作品の大きさやモチーフは様々だが、それぞれの作者が、美術学校に在籍した学生、または独自に絵を学んでいた絵描きの卵だった点は同じだ。そして、彼らが戦争のために命を落としたという人生の結末も共通している。

作品ごとに、エピソードがある。

女性が横を向いて立つ『裸婦』。描いた日高安典さんは、戦地に出発する自分を送る会が沿道で始まってもなお、絵筆を置こうとしなかった。モデルである恋人に、「必ず生きて帰ってこの絵の続きを描くから」と言い残したが、フィリピンで戦死した。享年27歳。

日高安典『裸婦』

肖像画『静子像』と、横たわる女性のデッサン『裸婦』。美術教師をしていた佐久間修さんが、妻をモデルに描いた。佐久間さんは勤労動員で生徒を引率して長崎県の航空学校へ行った時、敵機から爆撃され死んだ。享年29歳。この2枚を自室に飾っていた妻は、「私は戦後ずっと、こうやって修さんの絵に見守られながら生きてきました」と語っていたという。

佐久間修『静子像』

佐久間修『裸婦』

5人がテーブルを囲む『家族』。作者の伊澤洋さんは栃木県の農家の出身で、家族全員が学費を工面して洋さんを東京の美術学校に入学させた。この絵を保存してきた兄は「うちは本当に貧しく、洋は心の中でいつもこういう風景を夢見ていて、それで描いたんだと思います」と述懐する。「伊澤家の代表選手のような男だった」洋さんは、ニューギニアで戦死した。享年26歳。

伊澤洋『家族』

生き残った元画学生が無言館の種をまいた

東京都出身の窪島誠一郎さんが無言館を作ったきっかけは、洋画家・野見山暁治さん(96)との出会いだった。野見山さんは1942年に東京美術学校を卒業し、直後に戦争に行ったものの、満州で病気になって途中で帰国した経歴を持つ。

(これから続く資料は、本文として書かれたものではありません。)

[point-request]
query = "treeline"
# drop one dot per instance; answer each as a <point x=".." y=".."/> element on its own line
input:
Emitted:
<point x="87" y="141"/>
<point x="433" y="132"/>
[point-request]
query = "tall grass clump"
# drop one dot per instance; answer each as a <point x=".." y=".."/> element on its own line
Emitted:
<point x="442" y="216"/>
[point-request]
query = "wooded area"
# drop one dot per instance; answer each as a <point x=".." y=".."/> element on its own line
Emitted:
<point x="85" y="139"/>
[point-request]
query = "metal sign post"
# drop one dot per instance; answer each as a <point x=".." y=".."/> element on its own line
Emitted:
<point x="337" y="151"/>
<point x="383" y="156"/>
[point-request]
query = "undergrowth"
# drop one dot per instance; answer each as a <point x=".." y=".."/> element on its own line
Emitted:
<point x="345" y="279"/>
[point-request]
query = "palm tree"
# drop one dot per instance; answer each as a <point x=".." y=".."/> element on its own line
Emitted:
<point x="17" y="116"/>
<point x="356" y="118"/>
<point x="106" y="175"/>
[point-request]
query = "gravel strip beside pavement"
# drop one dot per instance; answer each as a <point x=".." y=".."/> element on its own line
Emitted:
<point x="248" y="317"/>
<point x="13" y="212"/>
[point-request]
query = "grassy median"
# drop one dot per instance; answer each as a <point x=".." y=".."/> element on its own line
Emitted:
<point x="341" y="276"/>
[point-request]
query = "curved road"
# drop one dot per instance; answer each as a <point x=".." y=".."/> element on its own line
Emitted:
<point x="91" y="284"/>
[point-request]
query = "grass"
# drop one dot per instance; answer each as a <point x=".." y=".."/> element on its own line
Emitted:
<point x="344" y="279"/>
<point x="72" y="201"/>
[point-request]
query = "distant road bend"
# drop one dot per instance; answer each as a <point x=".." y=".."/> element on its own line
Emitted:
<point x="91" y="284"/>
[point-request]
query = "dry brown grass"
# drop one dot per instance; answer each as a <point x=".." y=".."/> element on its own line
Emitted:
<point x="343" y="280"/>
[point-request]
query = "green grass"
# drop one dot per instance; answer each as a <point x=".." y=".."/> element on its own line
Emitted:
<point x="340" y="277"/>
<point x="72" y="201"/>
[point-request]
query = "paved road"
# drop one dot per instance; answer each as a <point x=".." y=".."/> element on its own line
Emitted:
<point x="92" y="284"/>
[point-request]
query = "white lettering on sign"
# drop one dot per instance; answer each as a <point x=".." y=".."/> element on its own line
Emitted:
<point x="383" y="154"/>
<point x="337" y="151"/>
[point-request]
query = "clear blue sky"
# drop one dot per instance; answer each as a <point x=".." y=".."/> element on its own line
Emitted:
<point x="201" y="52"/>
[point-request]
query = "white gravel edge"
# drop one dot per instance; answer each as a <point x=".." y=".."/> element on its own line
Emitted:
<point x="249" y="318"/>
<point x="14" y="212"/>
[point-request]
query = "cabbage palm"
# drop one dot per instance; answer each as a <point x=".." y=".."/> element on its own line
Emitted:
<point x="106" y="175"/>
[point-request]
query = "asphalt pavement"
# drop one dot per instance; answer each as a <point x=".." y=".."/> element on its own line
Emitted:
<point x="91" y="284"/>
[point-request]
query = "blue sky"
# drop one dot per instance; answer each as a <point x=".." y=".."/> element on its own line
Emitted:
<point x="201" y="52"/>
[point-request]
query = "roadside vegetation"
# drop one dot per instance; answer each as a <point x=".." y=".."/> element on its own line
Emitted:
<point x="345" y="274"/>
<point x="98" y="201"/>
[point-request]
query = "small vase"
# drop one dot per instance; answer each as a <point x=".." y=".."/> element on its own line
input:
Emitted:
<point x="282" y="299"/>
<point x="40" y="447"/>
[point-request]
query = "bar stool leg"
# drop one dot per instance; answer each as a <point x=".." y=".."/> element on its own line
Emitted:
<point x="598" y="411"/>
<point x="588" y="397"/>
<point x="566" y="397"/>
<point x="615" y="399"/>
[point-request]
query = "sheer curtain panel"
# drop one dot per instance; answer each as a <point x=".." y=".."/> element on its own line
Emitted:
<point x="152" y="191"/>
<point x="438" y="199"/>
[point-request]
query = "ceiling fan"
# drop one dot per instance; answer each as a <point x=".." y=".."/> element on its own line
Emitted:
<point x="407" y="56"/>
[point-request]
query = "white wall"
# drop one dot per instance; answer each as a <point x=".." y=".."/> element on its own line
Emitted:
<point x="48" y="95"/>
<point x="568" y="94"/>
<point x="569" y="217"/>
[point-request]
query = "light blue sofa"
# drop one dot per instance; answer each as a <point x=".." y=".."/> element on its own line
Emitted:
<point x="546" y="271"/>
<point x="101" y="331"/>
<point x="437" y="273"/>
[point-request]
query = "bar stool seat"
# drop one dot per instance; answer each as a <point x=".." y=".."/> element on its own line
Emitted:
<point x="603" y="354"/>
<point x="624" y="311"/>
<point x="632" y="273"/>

野見山さんは戦後50年が間近に迫る94年2月、窪島さんが同じ上田市で開いていた美術館「信濃デッサン館」を訪ねた。それは、窪島さんがほれ込んで収集した大正から昭和の夭折(ようせつ)画家の素描を展示する美術館で、野見山さんは催しへの出席のためにやって来たのだった。

野見山さんはこの時、才能のある画学生の多くが戦争で亡くなったと窪島さんに語った。戦争で傷つき、飢えに苦しみながら死んでいった仲間のことを、生きて帰ってきた野見山さんは半世紀にわたって思い続けていた。

「窪島君は早くに亡くなった絵描きの絵が好きなんだろう。放っておくと(今話した)彼らの絵はこの地上からなくなるんだよ」

これを聞いた窪島さんは、野見山さんに絵の収集を手伝わせてほしいと願い出た。何もかも手探りで、美術学校の卒業者名簿などを頼りに遺族を探すことから始まり、全国の一軒一軒を訪ねるという地道な作業が予想された。それでも、絵を消滅させたくないという衝動に駆り立てられた。

第2展示館も合わせ無言館には静けさが漂う

ただ、その時に窪島さんの頭にあったのは絵の収集だけで、美術館建設など思いもせず、「信濃デッサン館の一角に、戦没画学生のコーナーでも設けるか」と考えていた。しかも、実際に集め始めると、絵の多くは「今の芸術大学だったら入れないだろうな、この絵(の作者)は」という程度だった。夭折画家たちの天才的な絵にほれ込み、買い集めて美術館まで運営するようになっていた窪島さんの目には、画学生の絵は、当然ながらレベルの低い絵にしか映らなかった。